Jetzt sehe ich das ganze klarer.
Noch etwas, was gibt es für Standart Buskabel für Verlegemöglichkeiten.
Also ein Ring geht genauso?!


----------



## Ralle (13 August 2008)

isy.R schrieb:


> Jetzt sehe ich das ganze klarer.
> Noch etwas, was gibt es für Standart Buskabel für Verlegemöglichkeiten.
> Also ein Ring geht genauso?!



Nein, kein Ring erlaubt.
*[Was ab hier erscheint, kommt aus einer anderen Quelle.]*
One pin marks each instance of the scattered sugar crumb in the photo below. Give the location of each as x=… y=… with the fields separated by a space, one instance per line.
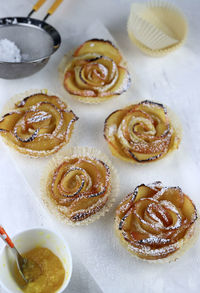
x=9 y=52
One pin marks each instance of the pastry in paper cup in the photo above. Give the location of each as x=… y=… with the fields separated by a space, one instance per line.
x=157 y=28
x=157 y=223
x=94 y=72
x=37 y=123
x=79 y=185
x=142 y=133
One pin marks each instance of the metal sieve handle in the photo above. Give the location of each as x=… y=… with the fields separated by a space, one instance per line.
x=36 y=6
x=53 y=8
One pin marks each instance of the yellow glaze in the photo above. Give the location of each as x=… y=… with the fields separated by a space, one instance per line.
x=52 y=272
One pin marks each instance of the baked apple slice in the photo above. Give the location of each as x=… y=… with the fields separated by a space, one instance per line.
x=39 y=125
x=101 y=47
x=95 y=72
x=141 y=132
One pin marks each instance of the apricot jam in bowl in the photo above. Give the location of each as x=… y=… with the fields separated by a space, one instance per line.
x=44 y=247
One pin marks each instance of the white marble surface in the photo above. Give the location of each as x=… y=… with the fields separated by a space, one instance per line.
x=173 y=80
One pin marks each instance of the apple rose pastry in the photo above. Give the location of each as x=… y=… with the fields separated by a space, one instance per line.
x=95 y=72
x=38 y=125
x=80 y=187
x=141 y=133
x=156 y=222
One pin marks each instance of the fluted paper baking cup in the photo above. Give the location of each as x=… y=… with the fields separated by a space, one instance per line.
x=189 y=240
x=157 y=27
x=77 y=152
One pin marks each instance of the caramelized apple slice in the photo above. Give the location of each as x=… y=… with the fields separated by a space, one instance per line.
x=154 y=222
x=38 y=98
x=99 y=46
x=140 y=132
x=39 y=126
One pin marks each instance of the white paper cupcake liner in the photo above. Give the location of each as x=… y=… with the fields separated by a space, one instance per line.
x=157 y=27
x=53 y=207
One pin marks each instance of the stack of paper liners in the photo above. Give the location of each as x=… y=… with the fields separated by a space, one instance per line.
x=157 y=28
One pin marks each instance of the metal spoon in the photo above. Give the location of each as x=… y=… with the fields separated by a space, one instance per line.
x=28 y=269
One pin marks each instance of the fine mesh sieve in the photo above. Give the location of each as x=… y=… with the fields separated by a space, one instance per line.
x=36 y=40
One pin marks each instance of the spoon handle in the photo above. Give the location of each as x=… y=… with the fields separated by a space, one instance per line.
x=4 y=236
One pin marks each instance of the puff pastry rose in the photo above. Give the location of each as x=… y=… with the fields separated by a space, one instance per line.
x=141 y=132
x=38 y=125
x=95 y=73
x=156 y=222
x=79 y=186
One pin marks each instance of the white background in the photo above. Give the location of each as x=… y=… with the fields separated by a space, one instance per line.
x=172 y=80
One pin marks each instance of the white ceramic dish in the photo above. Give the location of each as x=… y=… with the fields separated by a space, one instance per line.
x=27 y=240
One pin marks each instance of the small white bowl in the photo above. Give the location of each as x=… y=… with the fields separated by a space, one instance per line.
x=26 y=241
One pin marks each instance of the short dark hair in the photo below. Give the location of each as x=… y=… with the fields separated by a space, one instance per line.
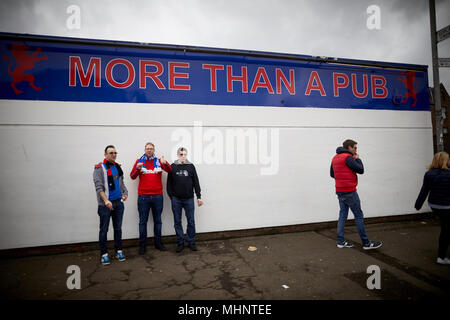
x=349 y=143
x=110 y=146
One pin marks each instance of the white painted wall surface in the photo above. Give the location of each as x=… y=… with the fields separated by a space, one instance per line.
x=49 y=150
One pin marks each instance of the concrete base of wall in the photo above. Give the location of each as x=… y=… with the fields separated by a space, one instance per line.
x=89 y=246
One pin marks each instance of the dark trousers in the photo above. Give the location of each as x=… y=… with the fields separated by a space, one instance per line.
x=444 y=237
x=177 y=207
x=146 y=203
x=117 y=216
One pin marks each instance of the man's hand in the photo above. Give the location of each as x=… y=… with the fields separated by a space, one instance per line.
x=108 y=204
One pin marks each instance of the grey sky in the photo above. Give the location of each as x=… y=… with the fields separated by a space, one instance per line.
x=321 y=28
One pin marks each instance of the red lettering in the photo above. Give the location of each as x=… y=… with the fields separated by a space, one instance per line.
x=380 y=86
x=173 y=75
x=76 y=67
x=314 y=77
x=355 y=89
x=143 y=73
x=337 y=85
x=266 y=84
x=290 y=86
x=213 y=74
x=109 y=77
x=242 y=79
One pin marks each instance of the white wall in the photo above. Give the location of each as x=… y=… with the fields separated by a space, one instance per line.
x=49 y=150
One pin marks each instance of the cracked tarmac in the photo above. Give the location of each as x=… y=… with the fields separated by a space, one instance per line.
x=287 y=266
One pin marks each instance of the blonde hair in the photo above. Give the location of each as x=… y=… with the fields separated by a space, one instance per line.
x=439 y=161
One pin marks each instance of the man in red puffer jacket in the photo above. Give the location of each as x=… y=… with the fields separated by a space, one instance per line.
x=344 y=167
x=150 y=194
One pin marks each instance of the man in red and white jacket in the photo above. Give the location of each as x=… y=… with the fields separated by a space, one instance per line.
x=344 y=167
x=150 y=194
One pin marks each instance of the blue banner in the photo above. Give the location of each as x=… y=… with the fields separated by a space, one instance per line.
x=63 y=71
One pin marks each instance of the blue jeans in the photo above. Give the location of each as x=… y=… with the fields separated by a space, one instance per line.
x=145 y=203
x=351 y=200
x=177 y=207
x=105 y=215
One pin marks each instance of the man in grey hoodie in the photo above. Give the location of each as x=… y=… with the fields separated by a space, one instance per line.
x=111 y=192
x=181 y=183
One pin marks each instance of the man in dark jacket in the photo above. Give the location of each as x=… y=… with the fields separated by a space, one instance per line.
x=344 y=167
x=181 y=183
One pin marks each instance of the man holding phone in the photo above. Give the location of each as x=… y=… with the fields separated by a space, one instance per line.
x=344 y=167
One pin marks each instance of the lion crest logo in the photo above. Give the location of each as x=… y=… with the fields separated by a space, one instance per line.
x=24 y=62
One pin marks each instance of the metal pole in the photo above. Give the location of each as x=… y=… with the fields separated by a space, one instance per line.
x=436 y=81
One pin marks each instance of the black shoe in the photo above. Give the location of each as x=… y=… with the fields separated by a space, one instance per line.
x=160 y=247
x=180 y=247
x=142 y=250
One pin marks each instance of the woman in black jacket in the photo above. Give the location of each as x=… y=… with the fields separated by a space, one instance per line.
x=436 y=182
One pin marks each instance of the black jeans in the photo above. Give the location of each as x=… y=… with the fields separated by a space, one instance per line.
x=444 y=238
x=105 y=215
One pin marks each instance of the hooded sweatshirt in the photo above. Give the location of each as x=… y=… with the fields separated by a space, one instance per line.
x=183 y=180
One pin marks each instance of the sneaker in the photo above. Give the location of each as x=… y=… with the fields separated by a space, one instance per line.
x=443 y=261
x=180 y=247
x=345 y=245
x=372 y=245
x=120 y=256
x=105 y=259
x=160 y=247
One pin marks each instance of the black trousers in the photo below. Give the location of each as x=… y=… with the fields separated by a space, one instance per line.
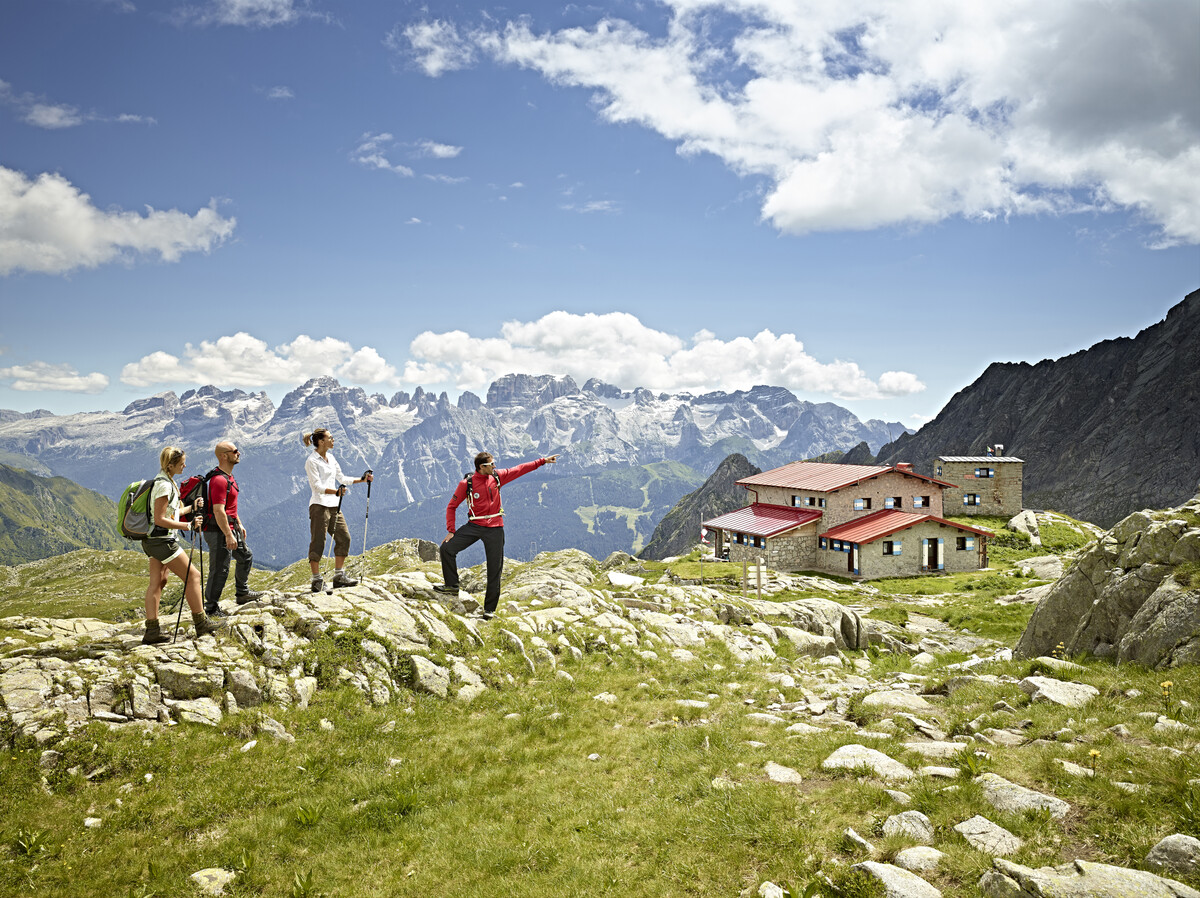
x=219 y=569
x=493 y=549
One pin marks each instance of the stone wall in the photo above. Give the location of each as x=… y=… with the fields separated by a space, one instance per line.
x=1000 y=495
x=873 y=563
x=840 y=504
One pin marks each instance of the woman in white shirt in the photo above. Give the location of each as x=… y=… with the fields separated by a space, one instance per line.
x=166 y=554
x=328 y=485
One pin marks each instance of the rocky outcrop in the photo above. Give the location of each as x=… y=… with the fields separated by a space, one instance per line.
x=1132 y=596
x=388 y=638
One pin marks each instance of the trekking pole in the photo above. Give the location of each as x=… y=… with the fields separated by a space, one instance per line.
x=329 y=530
x=183 y=596
x=366 y=519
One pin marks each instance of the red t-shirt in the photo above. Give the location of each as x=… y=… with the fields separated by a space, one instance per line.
x=223 y=491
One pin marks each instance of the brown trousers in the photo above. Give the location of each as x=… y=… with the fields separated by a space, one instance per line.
x=321 y=521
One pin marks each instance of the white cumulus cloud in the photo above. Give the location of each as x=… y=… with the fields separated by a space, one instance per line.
x=47 y=225
x=244 y=360
x=617 y=348
x=250 y=13
x=43 y=376
x=873 y=113
x=372 y=153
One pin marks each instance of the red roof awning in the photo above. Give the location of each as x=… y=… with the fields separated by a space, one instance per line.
x=888 y=521
x=761 y=520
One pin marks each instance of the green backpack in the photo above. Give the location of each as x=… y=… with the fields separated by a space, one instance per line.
x=133 y=515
Dazu muß man QWL-Module (Lichtleitkabel) nutzen, die können Ringtopologie, soviel ich weiß. Außerdem muß man z.Bsp. auch Biegeradien beim Verlegen beachten, so ca. 12xKabelduchmesser war der kleinste erlaubte Biegeradius. Je höher die Busfrequenz, desto wichtiger wird die korrekte Kabelverlegung und auch die korrekte Schirmung.


----------



## Deltal (13 August 2008)

Gut, durch die OLMs hat man ja eigendlich auch keine "klassische" RS485 Verkabelung mehr. Profibus mit Kupferkabel ist im grunde immer ein langes Kabel auf dem die Slaves angeschlossen werden. "Abzweige" sollten vermieden werden.

Aber genauere Infos zur Datenübertragung findest du in dem PDF was ich gelinkt habe.. auch wenn man dort nicht alles verstehen muss 

Bei den meisten Herstellern bekommst du Leitungen die extra für die Profibus verwendung ausgewiesen sind. Da gibts dann alles was das Herz begehrt.


----------



## Zottel (15 August 2008)

isy.R schrieb:


> Könnt Ihr mir einfach, die Funktionsweise eines Profibusses erklären.
> Ich weiss zB das ein Busssystem am letzten Verbraucher einen Endwiderstand haben sollte.
> Jetzt hatte ich schon einmal den Fall das am letzten Teilnehmer kein Widerstand eingeschalten war, und das ganze trotzdem funktioniert hat?
> Gibt es auser dem Endwiderstand noch eine andere Variante?
> Muss im Normalfall nur der letzte Teilnehmer über Widerstand abgeschlossen werden?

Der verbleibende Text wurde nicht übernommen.